We’re well pleased to announce the first release of workflowsets. workflowsets creates a collection of model/preprocessor combinations at once. This enables users to quickly screen a wide variety of methodologies for their data sets.
You can install it from CRAN with:
install.packages("workflowsets")
In this blog post, we’ll demonstrate the utility of the package using a dimensionality reduction example. A new version of the tidyposterior package is paired with workflowsets so we’ll show how they can work together.
The examples below will use a few of the tidymodels packages. If these are unfamiliar, take a look at
tidymodels.org
or the Tidy Models with R
website. The latest version of Tidy Models with R now contains an additional chapter about
workflow sets.
A Dimensionality Reduction Example
When a data set is very wide (i.e., many columns), a dimensionality reduction procedure may be able to represent the data with a smaller number of new, artificial variables. The most common method for dimensionality reduction is principal component analysis (PCA) but there are many others. Kuhn and Johnson (2018) give an overview of several other techniques that will be used below.
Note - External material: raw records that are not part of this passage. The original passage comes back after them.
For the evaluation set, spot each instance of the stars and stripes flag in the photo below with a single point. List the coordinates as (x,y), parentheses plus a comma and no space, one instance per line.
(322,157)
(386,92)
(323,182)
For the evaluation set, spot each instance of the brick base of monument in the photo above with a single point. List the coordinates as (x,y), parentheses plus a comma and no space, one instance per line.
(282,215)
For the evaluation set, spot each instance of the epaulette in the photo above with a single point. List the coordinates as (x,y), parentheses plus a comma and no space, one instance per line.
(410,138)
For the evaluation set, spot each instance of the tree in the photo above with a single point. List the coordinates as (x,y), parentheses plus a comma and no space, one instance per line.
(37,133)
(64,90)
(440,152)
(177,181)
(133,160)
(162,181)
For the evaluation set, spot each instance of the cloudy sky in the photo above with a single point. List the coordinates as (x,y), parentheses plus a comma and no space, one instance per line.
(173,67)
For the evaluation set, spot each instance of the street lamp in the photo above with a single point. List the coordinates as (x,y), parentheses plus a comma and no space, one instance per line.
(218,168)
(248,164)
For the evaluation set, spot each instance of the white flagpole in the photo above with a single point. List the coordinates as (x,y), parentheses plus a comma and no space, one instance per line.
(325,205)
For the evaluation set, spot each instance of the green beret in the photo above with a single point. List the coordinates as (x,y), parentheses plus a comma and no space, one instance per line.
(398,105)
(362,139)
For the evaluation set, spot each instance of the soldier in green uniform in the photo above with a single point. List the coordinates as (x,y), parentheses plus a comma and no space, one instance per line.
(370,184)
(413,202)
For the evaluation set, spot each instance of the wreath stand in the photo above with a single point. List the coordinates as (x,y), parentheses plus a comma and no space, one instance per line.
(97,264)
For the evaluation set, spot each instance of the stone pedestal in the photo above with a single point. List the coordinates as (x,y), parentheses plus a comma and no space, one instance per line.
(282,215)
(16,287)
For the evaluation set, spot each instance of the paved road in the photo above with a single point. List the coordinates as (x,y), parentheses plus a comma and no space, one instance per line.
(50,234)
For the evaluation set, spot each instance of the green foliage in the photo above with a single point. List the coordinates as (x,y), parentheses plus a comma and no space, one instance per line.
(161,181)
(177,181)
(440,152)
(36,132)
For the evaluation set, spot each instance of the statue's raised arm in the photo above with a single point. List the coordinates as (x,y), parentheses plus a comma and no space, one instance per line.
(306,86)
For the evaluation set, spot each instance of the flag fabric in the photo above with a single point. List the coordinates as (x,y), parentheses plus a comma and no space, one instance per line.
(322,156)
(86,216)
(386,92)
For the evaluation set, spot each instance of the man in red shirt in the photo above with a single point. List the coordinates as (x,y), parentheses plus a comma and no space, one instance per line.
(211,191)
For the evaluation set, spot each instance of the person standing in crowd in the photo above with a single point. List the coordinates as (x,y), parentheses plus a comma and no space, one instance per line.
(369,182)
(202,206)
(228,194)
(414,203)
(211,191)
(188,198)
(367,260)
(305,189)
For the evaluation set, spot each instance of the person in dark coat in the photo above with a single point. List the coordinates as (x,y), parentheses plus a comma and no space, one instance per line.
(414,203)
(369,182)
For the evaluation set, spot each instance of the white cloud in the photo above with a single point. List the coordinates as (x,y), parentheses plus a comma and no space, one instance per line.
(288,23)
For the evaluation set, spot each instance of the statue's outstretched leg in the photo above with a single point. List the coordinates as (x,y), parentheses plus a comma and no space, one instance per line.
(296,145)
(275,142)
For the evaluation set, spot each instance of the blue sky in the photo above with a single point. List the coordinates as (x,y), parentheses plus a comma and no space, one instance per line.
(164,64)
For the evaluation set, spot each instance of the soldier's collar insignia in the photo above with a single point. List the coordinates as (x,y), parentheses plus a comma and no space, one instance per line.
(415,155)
There are at least two practical uses of dimensionality reduction:
-
When assessing the quality of the data, it can be difficult to visualize high-dimensional data. Reducing the number of columns to a more manageable set helps the user explore and understand the data, and perhaps identify problematic data points.
-
Some models are less effective with a large number of predictors (relative to the number of data points). This is especially true when the predictors have a high degree of correlation with one another (e.g., multicolinearity).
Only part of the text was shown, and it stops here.